Envfit tab provides another option to overlay environmental information onto the ordination, known as the indirect gradient analysis, see our tutorial that provides an overview of the multivariate and ordination analyses. Any environmental features (variables/columns) in the sample data table could be fit into the coordinate of the selected axes via envfit function from the vegan package. The summary of the envfit results will be shown. This text summary results can be downloaded by clicking Download Envfit. User may select the Plot Envfit? option to add the fitted features in the plot. Users should select the features of interest in the Factor tab. For numeric features the fitted vectors are shown as arrows. The arrow points to the direction of most rapid change in the environmental variable. Often this is called the direction of the gradient. The length of the arrow is proportional to the correlation between ordination and environmental variable. Often this is called the strength of the gradient. For categorical features (characters variable), the centroid location of the fitted vectors will be plotted as dots. User may customise the dot and label size, and the length width of the arrows.

User may further customise the plot in the Title ,Axis and Legend tabs before exporting the figure.
With 3D Plot tab selected:
Sample tab provides the options for the plotting and labelling of the sample points (as dots), which applies instantly in the ordination.

Plot Axis tab provides options to select the plot axis. User have to specify exactly three axes for the 3D plot.

Group provides options to display additional environmental features for the sample points.
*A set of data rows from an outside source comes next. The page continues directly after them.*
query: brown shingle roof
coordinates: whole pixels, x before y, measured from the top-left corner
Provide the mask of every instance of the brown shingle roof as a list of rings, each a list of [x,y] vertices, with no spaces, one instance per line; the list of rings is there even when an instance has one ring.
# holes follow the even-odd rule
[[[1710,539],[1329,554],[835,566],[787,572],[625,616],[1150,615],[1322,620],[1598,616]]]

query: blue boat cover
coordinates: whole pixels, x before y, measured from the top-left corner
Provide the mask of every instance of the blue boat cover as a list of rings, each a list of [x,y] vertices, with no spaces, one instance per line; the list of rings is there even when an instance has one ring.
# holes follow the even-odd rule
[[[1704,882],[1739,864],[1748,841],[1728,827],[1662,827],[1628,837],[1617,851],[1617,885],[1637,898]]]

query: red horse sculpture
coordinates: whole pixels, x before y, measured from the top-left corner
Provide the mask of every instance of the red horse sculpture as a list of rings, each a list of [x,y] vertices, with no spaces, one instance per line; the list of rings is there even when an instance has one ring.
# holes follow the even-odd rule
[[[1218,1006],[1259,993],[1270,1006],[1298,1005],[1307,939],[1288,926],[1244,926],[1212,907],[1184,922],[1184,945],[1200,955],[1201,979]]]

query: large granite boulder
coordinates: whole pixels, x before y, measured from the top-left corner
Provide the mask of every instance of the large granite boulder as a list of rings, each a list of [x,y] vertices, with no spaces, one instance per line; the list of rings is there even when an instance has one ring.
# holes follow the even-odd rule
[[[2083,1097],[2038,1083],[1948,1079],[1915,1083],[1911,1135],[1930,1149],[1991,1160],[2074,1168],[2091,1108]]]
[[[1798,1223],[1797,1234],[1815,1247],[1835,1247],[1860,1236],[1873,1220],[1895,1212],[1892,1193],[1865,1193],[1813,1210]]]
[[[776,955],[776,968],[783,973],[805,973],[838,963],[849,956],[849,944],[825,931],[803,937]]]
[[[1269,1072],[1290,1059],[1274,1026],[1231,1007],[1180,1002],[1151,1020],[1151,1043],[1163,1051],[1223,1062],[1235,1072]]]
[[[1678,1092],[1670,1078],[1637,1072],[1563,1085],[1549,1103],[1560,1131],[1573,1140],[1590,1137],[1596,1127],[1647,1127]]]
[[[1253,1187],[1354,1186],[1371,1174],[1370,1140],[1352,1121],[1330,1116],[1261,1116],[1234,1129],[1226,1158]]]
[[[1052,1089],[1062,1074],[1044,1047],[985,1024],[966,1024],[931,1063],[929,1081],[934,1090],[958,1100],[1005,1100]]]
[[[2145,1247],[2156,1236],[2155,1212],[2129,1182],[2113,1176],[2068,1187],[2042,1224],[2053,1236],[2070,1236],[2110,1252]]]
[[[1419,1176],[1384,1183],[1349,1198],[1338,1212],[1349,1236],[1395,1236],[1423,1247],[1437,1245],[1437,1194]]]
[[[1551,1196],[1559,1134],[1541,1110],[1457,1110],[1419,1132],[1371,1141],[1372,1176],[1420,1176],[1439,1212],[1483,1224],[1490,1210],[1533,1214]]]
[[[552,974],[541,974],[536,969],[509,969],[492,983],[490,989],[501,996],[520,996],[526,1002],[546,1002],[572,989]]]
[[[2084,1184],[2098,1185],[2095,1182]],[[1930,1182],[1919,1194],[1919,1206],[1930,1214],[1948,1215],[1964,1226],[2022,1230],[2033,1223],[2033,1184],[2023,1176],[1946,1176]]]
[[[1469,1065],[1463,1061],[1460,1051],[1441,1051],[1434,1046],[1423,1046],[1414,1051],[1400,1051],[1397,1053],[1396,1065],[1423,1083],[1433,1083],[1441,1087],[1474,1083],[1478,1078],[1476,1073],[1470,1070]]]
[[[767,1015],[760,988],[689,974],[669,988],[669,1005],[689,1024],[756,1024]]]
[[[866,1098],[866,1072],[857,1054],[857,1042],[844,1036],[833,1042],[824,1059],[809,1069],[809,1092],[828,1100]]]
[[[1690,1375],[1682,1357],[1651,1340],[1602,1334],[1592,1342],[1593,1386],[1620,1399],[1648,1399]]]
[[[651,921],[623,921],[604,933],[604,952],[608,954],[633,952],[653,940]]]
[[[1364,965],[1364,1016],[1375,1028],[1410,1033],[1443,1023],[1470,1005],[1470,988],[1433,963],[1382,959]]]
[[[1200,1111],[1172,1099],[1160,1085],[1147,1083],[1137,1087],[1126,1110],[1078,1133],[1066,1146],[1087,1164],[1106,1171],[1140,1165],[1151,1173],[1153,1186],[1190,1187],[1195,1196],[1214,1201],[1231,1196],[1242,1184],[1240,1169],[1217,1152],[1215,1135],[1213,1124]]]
User may select a variable from the sample data table in the Group Column pull-down menu, which instantly assign colour to the sample points and labels in the ordination.

References
- Bray JR & Curtis JT (1957) An Ordination of the Upland Forest Communities of Southern Wisconsin. Ecological Monographs, 27, 326–349.
- Gower JC 1966 Some distance properties of latent root and vector methods used in multivariate analysis. Biometrika, 53, 325–338.
- Koenig JE, Spor A, Scalfone N et al. (2011) Succession of microbial consortia in the developing infant gut microbiome. Proceedings of the National Academy of Sciences, USA, 108 (Suppl 1), 4578–4585.
- Legendre P & Legendre LFJ (2012) Numerical ecology. Vol. 24. Elsevier.
- Lozupone C & Knight R (2005) UniFrac: a new phylogenetic method for comparing microbial communities. Appl. Environ. Microbiol.71(12):8228-35.
- Paliy O & Shankar V. (2016) Application of multivariate statistical techniques in microbial ecology. Molecular ecology. 25(5):1032-57.
- Ramette A (2007) Multivariate analyses in microbial ecology. FEMS microbiology ecology. 62(2):142-60.